Meskipun para santri dan kyai-kyai tersebut sangat minim dalam hal
pengalaman dan teknik bertempur, keberanian mereka jangan disangsikan.
Mereka sungguh ikhlas dan tuntas dalam berjuang. Gelegar suara bom dan
mortir, deru deram tank-tank, dan desingan peluru pasukan Inggris
dibalas dengan teriakan takbir yang membahana sembari
mengacungkan-acungkan senjata agar para pejuang jangan gentar
sedikitpun. Cara bertempur seperti ini justru membuat pasukan India
Muslim (yang kemudian menjadi Pakistan) dari pihak Inggris menjadi gagap
dan gelagapan.
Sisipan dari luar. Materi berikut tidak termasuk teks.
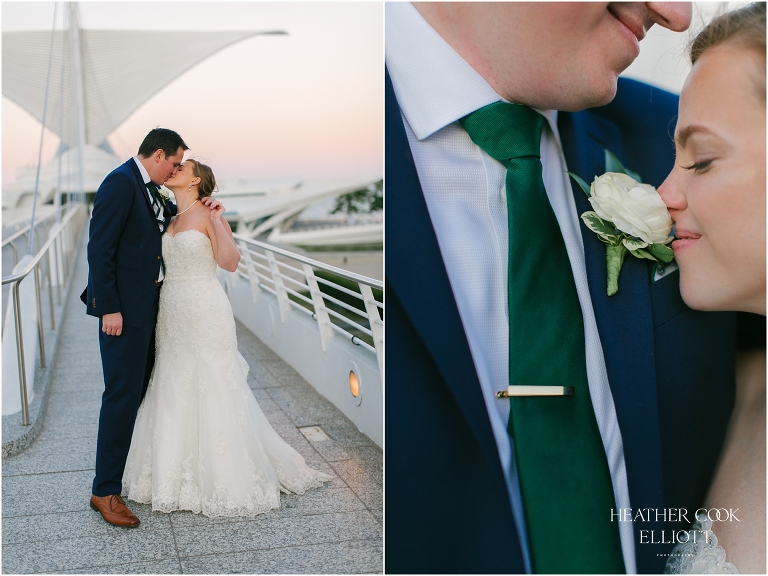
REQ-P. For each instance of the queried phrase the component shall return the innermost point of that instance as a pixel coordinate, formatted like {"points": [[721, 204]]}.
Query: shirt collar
{"points": [[434, 85], [144, 173]]}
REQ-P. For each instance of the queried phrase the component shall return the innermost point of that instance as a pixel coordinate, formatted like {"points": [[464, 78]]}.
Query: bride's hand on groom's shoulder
{"points": [[112, 324], [217, 208]]}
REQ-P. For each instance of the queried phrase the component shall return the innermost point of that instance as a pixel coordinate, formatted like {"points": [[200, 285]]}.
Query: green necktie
{"points": [[157, 205], [564, 477]]}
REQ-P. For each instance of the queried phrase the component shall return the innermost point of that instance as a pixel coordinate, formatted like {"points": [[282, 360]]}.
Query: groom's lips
{"points": [[633, 30], [684, 239]]}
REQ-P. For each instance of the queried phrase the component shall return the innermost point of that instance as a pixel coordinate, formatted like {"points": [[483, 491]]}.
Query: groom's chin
{"points": [[587, 96]]}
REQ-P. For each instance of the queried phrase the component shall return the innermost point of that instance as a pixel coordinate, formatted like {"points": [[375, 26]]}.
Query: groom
{"points": [[124, 279], [463, 493]]}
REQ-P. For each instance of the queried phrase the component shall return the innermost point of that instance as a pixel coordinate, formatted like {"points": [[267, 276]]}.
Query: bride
{"points": [[716, 196], [200, 441]]}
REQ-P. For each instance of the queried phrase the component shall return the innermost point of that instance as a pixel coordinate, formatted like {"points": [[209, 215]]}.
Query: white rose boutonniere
{"points": [[164, 195], [628, 216]]}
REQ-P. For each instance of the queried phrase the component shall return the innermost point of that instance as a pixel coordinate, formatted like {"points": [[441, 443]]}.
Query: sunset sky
{"points": [[308, 104]]}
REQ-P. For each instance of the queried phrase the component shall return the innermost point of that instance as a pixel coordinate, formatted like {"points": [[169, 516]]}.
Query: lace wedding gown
{"points": [[200, 441], [701, 554]]}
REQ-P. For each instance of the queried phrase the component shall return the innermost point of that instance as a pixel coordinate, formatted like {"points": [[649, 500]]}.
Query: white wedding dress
{"points": [[701, 554], [200, 441]]}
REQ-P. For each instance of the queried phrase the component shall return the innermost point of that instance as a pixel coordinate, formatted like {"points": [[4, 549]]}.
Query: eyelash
{"points": [[698, 166]]}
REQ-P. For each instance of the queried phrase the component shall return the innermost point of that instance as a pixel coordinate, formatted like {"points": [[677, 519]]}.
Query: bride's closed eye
{"points": [[698, 167]]}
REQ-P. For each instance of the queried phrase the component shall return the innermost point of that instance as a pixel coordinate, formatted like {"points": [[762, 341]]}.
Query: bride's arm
{"points": [[224, 248]]}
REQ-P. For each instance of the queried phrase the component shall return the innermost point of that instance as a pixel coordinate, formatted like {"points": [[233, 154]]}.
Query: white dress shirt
{"points": [[147, 180], [464, 189]]}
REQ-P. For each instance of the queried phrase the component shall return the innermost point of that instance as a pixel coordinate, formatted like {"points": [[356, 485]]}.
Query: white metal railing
{"points": [[63, 242], [297, 287]]}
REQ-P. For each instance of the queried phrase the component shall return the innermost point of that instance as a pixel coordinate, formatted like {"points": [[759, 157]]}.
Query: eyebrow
{"points": [[682, 135]]}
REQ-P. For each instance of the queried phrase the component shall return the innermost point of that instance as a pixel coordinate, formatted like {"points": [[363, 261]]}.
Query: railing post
{"points": [[20, 355], [56, 247], [253, 276], [40, 329], [377, 326], [282, 296], [50, 289], [321, 314]]}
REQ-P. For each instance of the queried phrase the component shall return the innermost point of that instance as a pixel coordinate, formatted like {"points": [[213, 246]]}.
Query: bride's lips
{"points": [[684, 239]]}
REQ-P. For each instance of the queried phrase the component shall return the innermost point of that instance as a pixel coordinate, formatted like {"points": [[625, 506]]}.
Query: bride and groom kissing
{"points": [[179, 427], [525, 406]]}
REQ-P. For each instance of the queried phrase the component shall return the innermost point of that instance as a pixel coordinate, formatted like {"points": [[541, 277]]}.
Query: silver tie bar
{"points": [[537, 391]]}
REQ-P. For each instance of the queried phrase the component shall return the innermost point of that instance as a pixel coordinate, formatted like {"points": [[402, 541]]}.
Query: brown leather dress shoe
{"points": [[114, 510]]}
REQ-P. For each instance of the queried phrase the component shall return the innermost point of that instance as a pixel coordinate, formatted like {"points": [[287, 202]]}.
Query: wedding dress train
{"points": [[200, 441], [701, 554]]}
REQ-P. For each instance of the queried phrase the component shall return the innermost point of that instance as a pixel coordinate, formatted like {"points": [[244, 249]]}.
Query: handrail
{"points": [[26, 230], [16, 279], [320, 302], [21, 275], [304, 260]]}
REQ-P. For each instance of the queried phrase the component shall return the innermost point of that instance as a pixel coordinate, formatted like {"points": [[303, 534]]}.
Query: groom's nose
{"points": [[673, 15], [672, 195]]}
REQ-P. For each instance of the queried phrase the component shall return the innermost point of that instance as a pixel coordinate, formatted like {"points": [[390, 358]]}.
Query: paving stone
{"points": [[367, 487], [353, 557], [81, 524], [276, 533], [53, 456], [62, 492], [154, 567], [331, 451], [73, 553], [47, 525]]}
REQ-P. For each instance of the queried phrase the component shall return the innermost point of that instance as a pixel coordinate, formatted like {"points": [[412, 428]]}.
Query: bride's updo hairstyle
{"points": [[745, 28], [207, 184]]}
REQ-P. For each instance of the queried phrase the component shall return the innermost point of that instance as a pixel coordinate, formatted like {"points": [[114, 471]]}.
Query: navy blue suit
{"points": [[671, 369], [124, 260]]}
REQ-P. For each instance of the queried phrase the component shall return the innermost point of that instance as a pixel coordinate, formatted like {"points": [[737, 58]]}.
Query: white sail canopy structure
{"points": [[116, 80]]}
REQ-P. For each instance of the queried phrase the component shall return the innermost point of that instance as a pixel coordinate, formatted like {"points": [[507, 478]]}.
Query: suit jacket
{"points": [[124, 247], [671, 369]]}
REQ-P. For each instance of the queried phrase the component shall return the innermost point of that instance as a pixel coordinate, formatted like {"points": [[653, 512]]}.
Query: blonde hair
{"points": [[744, 27], [207, 184]]}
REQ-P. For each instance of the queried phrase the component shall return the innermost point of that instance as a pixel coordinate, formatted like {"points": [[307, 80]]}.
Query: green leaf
{"points": [[614, 258], [634, 243], [613, 164], [663, 253], [580, 182]]}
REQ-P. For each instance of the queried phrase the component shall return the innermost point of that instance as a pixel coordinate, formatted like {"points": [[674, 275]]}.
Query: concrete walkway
{"points": [[48, 527]]}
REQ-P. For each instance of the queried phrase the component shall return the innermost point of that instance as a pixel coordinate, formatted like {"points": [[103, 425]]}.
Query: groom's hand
{"points": [[112, 324]]}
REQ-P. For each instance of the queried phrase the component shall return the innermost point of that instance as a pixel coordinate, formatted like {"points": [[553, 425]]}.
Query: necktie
{"points": [[564, 477], [157, 205]]}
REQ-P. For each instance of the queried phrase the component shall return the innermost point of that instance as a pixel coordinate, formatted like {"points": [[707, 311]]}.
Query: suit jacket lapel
{"points": [[421, 281], [142, 187], [625, 324]]}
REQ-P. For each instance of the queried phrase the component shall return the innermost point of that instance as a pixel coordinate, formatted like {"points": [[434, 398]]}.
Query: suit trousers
{"points": [[127, 361]]}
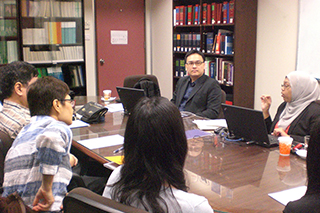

Mungkin mereka menghadapi perang batin yang luar biasa
karena yang mereka hadapi adalah saudara muslim mereka yang tengah
berjuang mempertahankan haknya. Tidak sedikit diantara pasukan India
Muslim ini memberikan senjata dan amunisi kepada para pejuang atau
bahkan meninggalkan gelanggang pertempuran untuk menghindari bentrokan
dengan arek-arek Surabaya..
= = =
Kisah#17: Bantuan dari Daerah Sekitar
Berikut ini penuturan dari salah satu anggota TRIP di Madiun. Waktu itu
pemuda-pemuda Madiun juga ikut terpanggil untuk berangkat ke Surabaya
untuk melawan Sekutu. Tapi sayang beliau ngga boleh ikut berangkat ama
komandannya karena punya tanggung jawab jaga gudang amunisi (karena
rumahnya paling deket).
Pejuang tersebut cerita bahwa ada ratusan pemuda dari Madiun yang
berangkat ke Surabaya. Sebagian besar naik kereta, sebagian lagi naik
truk. Tapi yang paling mengharukan, sebagian yang ngga bisa keangkut
kereta atau truk ngga mau nunggu lama-lama, mereka bertekad jalan kaki
atau naik sepeda sampai surabaya (400 km dari madiun). Salah satu yang
jalan kaki adalah temennya pejuang tersebut. Akhirnya dia bisa dapet
tumpangan kendaraan di kota nganjuk (kira-kira 100 km dari Madiun)
setelah seharian berjalan. Bayangkan betapa kuatnya tekad mereka untuk
berjuang (menjemput maut) sampai rela berkorban seperti itu.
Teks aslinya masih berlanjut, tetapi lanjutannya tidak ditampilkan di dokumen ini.